+ 2
🛑Urgent🛑: Can anyone explain me that how compiler execute this? [Read Description] 🥺🥺 Please help! 😔
#include<stdio.h> int main() { int i = 1; int j = i++ + (i = i + 5) + i++ + i; printf("%d", j); return 0; } Output: 23 Why this output?
26 Answers
+ 5
It produce a error.becuse you can not intilize variable more than one time. And output 23
Here is answer remember i=1
j=i++ +(i=i+5)+ i++ +i;
2+(2+5)+7+7;
2+7+7+7;
21+2;
23.
+ 4
Angelo
Consider i=1
j = (i=i+2) + i++ + i;
What will be the j's value?
Here,
3 + 3 + 4
Then after this,
Why compiler updates the first term again?
4 + 3 + 4 = 11
Output is 11.
+ 4
I++=1;// i become 2 (increment)
i=2+5; //now I assign 7
I++=7;// now I assign 8
I=8; // final output by adding all that is 23;
+ 3
OMG
Undefined behavior, Undefined behavior everywhere!
It is doing:
i=1
+1
i=2
(i=2+5)—>+7
i=7
+7
i=8
+8
+ 3
Angelo
#include<stdio.h>
int main()
{
int i = 1;
int a = i++ + (i = i + 5) + (i = i + 5);
printf("%d", a);
return 0;
}
Output: 20
Here,
Why second term was not updated again after third term?
I was expecting 25.
I am just confused.
+ 3
Angelo
#include<stdio.h>
int main()
{
int i = 1;
int a = (i = i + 2) + i++ + i;
printf("%d", a);
return 0;
}
Why output 11?
+ 2
It's normal that you are confused, we don't really know what the compiler is doing...

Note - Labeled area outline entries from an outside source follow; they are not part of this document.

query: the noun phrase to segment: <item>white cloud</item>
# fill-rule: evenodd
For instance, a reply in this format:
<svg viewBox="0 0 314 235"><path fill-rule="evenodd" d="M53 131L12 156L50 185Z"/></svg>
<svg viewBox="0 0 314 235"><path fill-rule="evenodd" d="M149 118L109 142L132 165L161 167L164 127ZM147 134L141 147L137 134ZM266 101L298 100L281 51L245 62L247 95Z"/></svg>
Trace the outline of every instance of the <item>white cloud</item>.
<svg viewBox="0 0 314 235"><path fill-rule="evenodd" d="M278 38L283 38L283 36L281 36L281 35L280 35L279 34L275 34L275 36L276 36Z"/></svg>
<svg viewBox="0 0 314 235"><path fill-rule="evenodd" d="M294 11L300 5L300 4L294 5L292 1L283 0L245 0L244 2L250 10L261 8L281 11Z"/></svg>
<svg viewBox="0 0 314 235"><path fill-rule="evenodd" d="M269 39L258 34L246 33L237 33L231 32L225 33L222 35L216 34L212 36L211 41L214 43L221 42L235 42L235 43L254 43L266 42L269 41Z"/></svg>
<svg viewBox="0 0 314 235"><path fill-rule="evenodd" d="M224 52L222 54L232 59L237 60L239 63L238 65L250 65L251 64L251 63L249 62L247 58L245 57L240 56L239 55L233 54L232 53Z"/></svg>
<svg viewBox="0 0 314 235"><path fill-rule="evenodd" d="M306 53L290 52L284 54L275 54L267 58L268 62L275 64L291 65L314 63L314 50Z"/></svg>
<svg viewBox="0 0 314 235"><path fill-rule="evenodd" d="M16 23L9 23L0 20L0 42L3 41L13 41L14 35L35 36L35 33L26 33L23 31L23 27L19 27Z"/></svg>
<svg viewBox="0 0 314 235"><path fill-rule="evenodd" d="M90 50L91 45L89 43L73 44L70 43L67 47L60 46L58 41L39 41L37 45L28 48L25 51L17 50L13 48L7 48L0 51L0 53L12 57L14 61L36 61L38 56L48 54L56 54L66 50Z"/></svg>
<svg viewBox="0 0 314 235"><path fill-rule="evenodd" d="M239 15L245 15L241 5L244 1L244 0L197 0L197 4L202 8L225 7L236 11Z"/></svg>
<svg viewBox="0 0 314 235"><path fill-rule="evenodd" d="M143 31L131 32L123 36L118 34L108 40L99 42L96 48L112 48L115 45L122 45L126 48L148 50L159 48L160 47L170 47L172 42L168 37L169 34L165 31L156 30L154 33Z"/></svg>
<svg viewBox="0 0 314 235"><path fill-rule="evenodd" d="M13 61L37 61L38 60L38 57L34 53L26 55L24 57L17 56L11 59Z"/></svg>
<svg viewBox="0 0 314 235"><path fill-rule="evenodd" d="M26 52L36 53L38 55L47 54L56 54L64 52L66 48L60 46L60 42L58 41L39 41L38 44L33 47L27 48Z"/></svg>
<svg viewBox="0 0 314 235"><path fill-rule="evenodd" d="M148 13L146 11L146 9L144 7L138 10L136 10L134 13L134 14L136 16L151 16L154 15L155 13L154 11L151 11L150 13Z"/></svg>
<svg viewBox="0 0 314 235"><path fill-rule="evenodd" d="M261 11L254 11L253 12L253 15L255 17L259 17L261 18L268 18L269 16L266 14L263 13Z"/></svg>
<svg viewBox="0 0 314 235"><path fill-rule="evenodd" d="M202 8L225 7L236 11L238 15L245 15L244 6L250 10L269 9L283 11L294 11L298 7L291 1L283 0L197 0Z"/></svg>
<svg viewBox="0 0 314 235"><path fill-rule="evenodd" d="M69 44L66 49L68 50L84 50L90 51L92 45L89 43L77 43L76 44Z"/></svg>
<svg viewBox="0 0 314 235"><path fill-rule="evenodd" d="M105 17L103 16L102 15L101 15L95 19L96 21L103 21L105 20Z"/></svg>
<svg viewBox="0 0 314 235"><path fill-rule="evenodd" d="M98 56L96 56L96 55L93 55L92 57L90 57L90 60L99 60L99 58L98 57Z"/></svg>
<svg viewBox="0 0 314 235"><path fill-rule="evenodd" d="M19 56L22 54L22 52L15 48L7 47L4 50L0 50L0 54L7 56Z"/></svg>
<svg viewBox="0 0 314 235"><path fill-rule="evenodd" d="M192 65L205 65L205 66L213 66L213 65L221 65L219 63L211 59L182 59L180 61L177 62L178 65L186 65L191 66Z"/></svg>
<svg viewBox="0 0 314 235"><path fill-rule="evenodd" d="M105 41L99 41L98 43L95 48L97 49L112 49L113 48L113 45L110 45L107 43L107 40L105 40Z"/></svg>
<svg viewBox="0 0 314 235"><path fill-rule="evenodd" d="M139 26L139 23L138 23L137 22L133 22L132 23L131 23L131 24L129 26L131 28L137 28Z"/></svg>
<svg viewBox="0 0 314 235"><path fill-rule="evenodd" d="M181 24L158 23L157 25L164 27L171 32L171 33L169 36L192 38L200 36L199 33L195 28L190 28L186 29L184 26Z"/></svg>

That's the meaning of undefined behavior
+ 2
Ok, I think it is doing some think like:
extract all the i++
substitute them with i-n
So:
i++ + (i=i+5) + i++ + i
becomes
i++; i++ —> i=3
(i-1) + (i=i+5)+(i-2)+i
—>23
(i=i+2) + i++ + i
Becomes
i++ —> i=2
(i=i+2)+(i-1)+i
—>11
i++ +(i=i+5)+(i=i+5)
Becomes
i++ —> i=2
(i-1)+(i=i+5)+(i=i+5)
—>20
As you see I can only make hypothesis that are valid as long as you find an exemple that breaks it (just like with science)
+ 2
NITIN
According to your logic,
#include<stdio.h>
int main()
{
int i = 1;
int a = (i = i + 2) + i++ + i;
printf("%d", a);
return 0;
}
This program's outout should be 10.
But, why output is 11?
+ 2
Martin Taylor I'm not sure, C/C++ standard should have a precise operator precedence table, so the result should be unic.
Mahima Rajvir Singh this is the operations' order:
First of all, i = 1
j = i++ so (j = 1) then (i = 2)
j += (i = i + 5) so (i = 7) then (j = 8)
j += i++ so (j = 15) then (i = 8)
j += i so (j = 23) and still (i = 8)
Hope I've been clear.
+ 2
Sébastien Ranganayaguy , OrHy3 & Dinesh Rathod 👇🏻
According to your logic,
#include<stdio.h>
int main()
{
int i = 1;
int a = (i = i + 2) + i++ + i;
printf("%d", a);
return 0;
}
This program's outout should be 10.
But, why output is 11?
+ 2
OrHy3
So why it isn't the same in this program?
This is what you have explained.
First of all, i = 1
j = i++ so (j = 1) then (i = 2)
j += (i = i + 5) so (i = 7) then (j = 8)
j += i++ so (j = 15) then (i = 8)
j += i so (j = 23) and still (i = 8)
Thanks for listening my doubts! 😊
+ 1
Btw, I see you're experimenting a lot with the language
That's great, keep it up!
+ 1
Output 20 can be:
i=1
+1
i=2
+7
i=7
+12
i=12
+ 1
J=1+7+7+8;
+ 1
I try that code in java and the output is 10 I don't now about 11;
+ 1
And I am not sure but it's because of Operators Precedence
I think you need to read that out then you will understand
+ 1
NITIN you are a genius!!!
We are trying to understand how C++ works and you talk about Java!
GENIUS!
+ 1
I think : when u use i++ the value of i will change for the next time u call i.
i++ + (i = i + 5) + i++ + i;
So at the first i++, i = 1
But at i = i + 5, i = 2 for the calcul.
At the seond i++, i = 7,
Then the last part + i, i = 8.
Finally u have : j = 1 + (2 + 5) + 7 + 8 = 23.